COLORADO REFERENDUM. Abortion rights advocates announced this week that they’re launching an effort to place a proposed amendment on the 2024 general election ballot that would overturn a 1984 amendment that bans public funding for the procedure. The coalition behind this plan says they’re also looking to enshrine abortion rights into the state’s governing document, though they haven’t decided yet if they’ll try to do all of this with one initiative next year or with two. Any constitutional amendments would need to win at least 55% of the vote to pass.

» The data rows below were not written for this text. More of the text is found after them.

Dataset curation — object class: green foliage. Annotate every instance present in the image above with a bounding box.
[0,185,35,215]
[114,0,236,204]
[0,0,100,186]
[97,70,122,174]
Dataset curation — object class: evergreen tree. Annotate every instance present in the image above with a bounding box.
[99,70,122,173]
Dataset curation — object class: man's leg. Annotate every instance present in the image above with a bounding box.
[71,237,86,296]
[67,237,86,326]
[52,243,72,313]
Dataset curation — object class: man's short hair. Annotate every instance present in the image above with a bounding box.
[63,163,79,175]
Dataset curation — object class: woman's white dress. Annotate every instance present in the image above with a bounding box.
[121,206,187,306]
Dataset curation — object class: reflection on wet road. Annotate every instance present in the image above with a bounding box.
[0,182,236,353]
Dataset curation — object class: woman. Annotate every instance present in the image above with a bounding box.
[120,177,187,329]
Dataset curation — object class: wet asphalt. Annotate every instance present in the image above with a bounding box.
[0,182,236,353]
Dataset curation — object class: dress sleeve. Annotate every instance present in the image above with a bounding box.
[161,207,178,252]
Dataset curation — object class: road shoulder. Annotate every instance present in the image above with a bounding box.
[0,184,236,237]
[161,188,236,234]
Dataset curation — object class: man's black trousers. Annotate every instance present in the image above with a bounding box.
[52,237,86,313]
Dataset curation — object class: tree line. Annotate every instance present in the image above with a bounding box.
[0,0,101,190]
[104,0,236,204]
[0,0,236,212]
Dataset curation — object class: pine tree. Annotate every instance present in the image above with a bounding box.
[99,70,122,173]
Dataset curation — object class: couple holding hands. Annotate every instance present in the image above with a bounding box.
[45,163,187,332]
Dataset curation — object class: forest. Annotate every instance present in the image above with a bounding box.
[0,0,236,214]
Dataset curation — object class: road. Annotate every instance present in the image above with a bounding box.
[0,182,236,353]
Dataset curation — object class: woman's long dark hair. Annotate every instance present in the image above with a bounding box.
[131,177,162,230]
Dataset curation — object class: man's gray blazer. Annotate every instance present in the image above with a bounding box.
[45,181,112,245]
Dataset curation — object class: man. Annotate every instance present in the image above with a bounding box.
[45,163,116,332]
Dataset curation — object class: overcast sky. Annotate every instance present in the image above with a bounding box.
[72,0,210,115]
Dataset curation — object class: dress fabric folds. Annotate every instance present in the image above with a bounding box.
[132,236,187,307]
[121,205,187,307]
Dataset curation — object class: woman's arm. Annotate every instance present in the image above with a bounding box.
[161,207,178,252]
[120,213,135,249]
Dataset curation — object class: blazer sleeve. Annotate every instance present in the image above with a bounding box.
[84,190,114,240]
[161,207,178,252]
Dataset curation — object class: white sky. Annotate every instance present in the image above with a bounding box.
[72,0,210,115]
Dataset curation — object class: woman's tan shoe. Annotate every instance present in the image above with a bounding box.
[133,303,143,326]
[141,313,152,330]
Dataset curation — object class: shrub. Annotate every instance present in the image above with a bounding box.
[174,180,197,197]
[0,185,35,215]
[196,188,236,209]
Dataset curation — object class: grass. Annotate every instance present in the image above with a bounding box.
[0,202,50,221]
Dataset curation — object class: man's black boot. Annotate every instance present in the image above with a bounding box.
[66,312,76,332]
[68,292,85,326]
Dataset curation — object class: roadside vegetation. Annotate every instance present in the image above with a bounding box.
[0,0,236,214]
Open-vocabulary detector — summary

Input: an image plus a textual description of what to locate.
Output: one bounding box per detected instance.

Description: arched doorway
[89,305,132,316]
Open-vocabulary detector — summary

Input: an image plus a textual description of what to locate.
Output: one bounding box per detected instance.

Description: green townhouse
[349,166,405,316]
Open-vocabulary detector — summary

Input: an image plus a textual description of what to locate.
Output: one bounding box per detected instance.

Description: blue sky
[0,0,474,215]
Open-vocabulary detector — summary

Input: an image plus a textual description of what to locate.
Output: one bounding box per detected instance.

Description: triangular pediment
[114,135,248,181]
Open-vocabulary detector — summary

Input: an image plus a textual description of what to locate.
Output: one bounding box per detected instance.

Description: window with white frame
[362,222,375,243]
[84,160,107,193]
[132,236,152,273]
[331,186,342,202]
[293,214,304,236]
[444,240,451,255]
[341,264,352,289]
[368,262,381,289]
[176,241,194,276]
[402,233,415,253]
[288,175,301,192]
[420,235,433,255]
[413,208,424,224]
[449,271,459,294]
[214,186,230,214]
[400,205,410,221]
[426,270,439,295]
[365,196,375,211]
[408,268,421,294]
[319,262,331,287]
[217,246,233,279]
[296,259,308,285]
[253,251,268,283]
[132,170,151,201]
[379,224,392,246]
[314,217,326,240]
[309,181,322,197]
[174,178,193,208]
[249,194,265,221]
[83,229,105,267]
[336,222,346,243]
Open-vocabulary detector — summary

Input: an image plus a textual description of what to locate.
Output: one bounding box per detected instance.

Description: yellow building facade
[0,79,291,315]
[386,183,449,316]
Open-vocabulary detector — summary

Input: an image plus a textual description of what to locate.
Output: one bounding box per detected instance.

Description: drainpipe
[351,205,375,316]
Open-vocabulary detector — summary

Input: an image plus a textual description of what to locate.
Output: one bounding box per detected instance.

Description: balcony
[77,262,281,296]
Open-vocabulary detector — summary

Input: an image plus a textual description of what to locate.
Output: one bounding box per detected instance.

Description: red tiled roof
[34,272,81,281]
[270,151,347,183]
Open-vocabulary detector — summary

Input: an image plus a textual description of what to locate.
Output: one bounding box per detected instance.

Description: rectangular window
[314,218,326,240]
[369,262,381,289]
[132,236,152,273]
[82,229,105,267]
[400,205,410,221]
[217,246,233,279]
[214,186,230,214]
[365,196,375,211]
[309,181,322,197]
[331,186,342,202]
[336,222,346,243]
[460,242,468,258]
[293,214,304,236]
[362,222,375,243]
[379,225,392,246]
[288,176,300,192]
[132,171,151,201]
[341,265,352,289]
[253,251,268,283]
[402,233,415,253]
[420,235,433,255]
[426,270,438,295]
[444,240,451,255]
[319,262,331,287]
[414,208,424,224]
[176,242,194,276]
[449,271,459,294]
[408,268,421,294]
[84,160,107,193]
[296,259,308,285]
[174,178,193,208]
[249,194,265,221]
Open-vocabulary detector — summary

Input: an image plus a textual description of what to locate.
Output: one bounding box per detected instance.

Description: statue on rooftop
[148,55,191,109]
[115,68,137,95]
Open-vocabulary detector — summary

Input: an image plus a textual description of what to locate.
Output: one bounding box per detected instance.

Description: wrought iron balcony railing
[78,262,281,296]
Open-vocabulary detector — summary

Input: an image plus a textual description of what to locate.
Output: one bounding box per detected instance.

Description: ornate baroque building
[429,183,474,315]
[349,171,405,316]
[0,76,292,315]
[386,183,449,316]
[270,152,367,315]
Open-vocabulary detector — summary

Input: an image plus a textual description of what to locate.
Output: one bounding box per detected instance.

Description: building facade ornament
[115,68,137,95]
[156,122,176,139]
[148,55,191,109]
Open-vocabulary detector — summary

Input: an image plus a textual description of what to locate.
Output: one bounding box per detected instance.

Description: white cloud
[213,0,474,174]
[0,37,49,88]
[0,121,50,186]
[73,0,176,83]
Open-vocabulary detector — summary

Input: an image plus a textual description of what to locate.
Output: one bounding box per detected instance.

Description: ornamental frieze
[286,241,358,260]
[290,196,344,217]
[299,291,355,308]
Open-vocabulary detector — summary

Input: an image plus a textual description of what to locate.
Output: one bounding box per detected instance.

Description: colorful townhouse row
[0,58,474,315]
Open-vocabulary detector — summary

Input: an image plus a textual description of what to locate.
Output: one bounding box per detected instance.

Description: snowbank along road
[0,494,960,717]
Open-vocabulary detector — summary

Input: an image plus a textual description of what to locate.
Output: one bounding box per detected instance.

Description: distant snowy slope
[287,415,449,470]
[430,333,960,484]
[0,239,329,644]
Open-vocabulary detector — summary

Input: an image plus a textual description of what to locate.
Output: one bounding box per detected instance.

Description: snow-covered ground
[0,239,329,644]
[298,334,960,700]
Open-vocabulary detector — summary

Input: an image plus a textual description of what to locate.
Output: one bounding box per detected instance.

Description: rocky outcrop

LOS ANGELES DISTRICT ATTORNEY. Two new candidates announced this week that they’ll challenge incumbent George Gascón in next March’s nonpartisan primary to serve as the top prosecutor for America’s most populous county: county prosecutor Eric Siddall, who just stepped down as an official at the local Association of Deputy District Attorneys, and county Judge Craig Mitchell. The Los Angeles Times also reports that federal prosecutor Jeff Chemerinsky, who is the son of prominent legal scholar Erwin Chemerinsky, is considering running as well.
The incumbent already faced opposition from Nathan Hochman, who was the GOP’s 2022 nominee for attorney general but now identifies as an independent, as well as a trio of Gascón deputies: Jonathan Hatami, John McKinney, and Maria Ramirez. Unless one contender wins a majority of the vote, the top two vote-getters will advance to the November general election.